Долин: Я полностью с тобой согласен, но тут есть такой момент. Когда власть оплачивает что-то, что ты делаешь, сегодняшняя власть в сегодняшней России, к сожалению, — могу сказать по своему опыту, опять же ни на кого его не переношу, может быть иначе, на самом деле, — ничего от тебя взамен не требует, и это самое ужасное. Гибридность сегодняшней ситуации в том, что власть, возможно, чего-то ждет — и никогда об этом вслух не скажет — от тебя в ответ. Возможно, она ждет каких-то форм лояльности.
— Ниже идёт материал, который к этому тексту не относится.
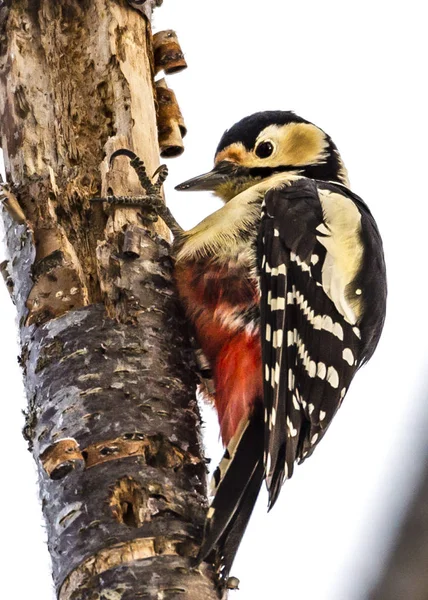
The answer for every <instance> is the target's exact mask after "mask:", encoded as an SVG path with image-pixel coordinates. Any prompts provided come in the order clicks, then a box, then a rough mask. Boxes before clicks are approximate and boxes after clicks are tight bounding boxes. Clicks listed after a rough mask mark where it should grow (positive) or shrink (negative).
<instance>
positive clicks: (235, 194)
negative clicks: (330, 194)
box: [176, 111, 349, 202]
mask: <svg viewBox="0 0 428 600" xmlns="http://www.w3.org/2000/svg"><path fill="white" fill-rule="evenodd" d="M285 171H288V172H294V173H298V174H300V175H303V176H306V177H310V178H312V179H319V180H323V181H337V182H339V183H343V184H344V185H346V186H348V185H349V182H348V177H347V172H346V169H345V166H344V164H343V162H342V159H341V157H340V155H339V152H338V150H337V148H336V146H335V144H334V143H333V141H332V140H331V138H330V136H328V135H327V134H326V133H325V132H324V131H322V129H320V128H319V127H316V126H315V125H313V124H312V123H310V122H309V121H306V120H305V119H302V118H301V117H299V116H297V115H296V114H295V113H293V112H291V111H265V112H259V113H255V114H253V115H251V116H249V117H245V118H244V119H242V120H241V121H239V122H238V123H236V124H235V125H233V127H231V128H230V129H228V130H226V131H225V133H224V134H223V136H222V138H221V140H220V143H219V145H218V147H217V150H216V154H215V157H214V168H213V169H212V171H210V172H209V173H205V174H204V175H199V176H198V177H194V178H192V179H189V180H187V181H185V182H183V183H181V184H180V185H178V186H176V189H177V190H210V191H213V192H215V193H216V195H217V196H219V197H220V198H222V199H223V200H224V201H226V202H228V201H229V200H230V199H231V198H233V197H234V196H236V195H237V194H238V193H240V192H242V191H244V190H245V189H247V188H249V187H251V186H253V185H256V184H258V183H260V181H262V180H264V179H267V178H269V177H272V176H274V175H277V174H278V173H281V172H285Z"/></svg>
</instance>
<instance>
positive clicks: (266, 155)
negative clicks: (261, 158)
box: [256, 142, 273, 158]
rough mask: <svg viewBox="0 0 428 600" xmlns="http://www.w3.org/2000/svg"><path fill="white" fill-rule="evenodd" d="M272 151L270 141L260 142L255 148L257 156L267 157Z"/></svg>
mask: <svg viewBox="0 0 428 600" xmlns="http://www.w3.org/2000/svg"><path fill="white" fill-rule="evenodd" d="M272 152H273V144H272V142H262V143H261V144H259V145H258V146H257V148H256V154H257V156H258V157H259V158H267V157H268V156H270V155H271V154H272Z"/></svg>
А может быть, не ждет. А может быть, когда она дает деньги тебе на спектакль, она реально хочет просто, чтобы ты классный спектакль сделал, и ты вот его сделай — про власть, что она классная, против власти, вне власти, главное — сделай хороший. А поскольку у власти со вкусом тоже не очень хорошо, можешь сделать, в принципе, и плохой, главное — выполни заказ, и все будет типа о'кей. Потом возникает ситуация с Кириллом Серебренниковым — и мы понимаем, что не о'кей. Но, с другой стороны, мы все подозреваем, что дело в чем-то еще, и никто не знает, в чем, включая самого Кирилла Серебренникова. Все всегда сложнее. Я хочу сказать одно. Никто не выкручивал яйца ни Игорю Волошину, ни другим людям со словами: «А теперь, сука, давай восславь Путина и раздави Грузию». Никто, никогда, никому. К тебе приходят и говорят: «Слушай, есть такой бюджет и мысль такая — сделать фильм про то, что Путин классный; ты как на это смотришь?» Ужас в том, что ничего больше не происходит. Ты на это, например, говоришь: «Нет, мне это неинтересно» — и вы остаетесь друзьями даже. Ты не будешь говорить: «Ты — подлец! Ты сказал мне, что ты считаешь, что я могу про Путина. Больше никогда не приходи ко мне на порог». Ты можешь просто пожать плечами и сказать: «Ну, знаете, неинтересно». Условно говоря, очень многие люди часто в том же Фейсбуке пишут: «Мне звонили с НТВ, и я придумал такую формулировку, как отказаться: “Вы, подлые скоты…”» Мне звонят регулярно с НТВ, с Life News, еще откуда-то, и я обычно говорю: «Простите, пожалуйста, мне сейчас некогда».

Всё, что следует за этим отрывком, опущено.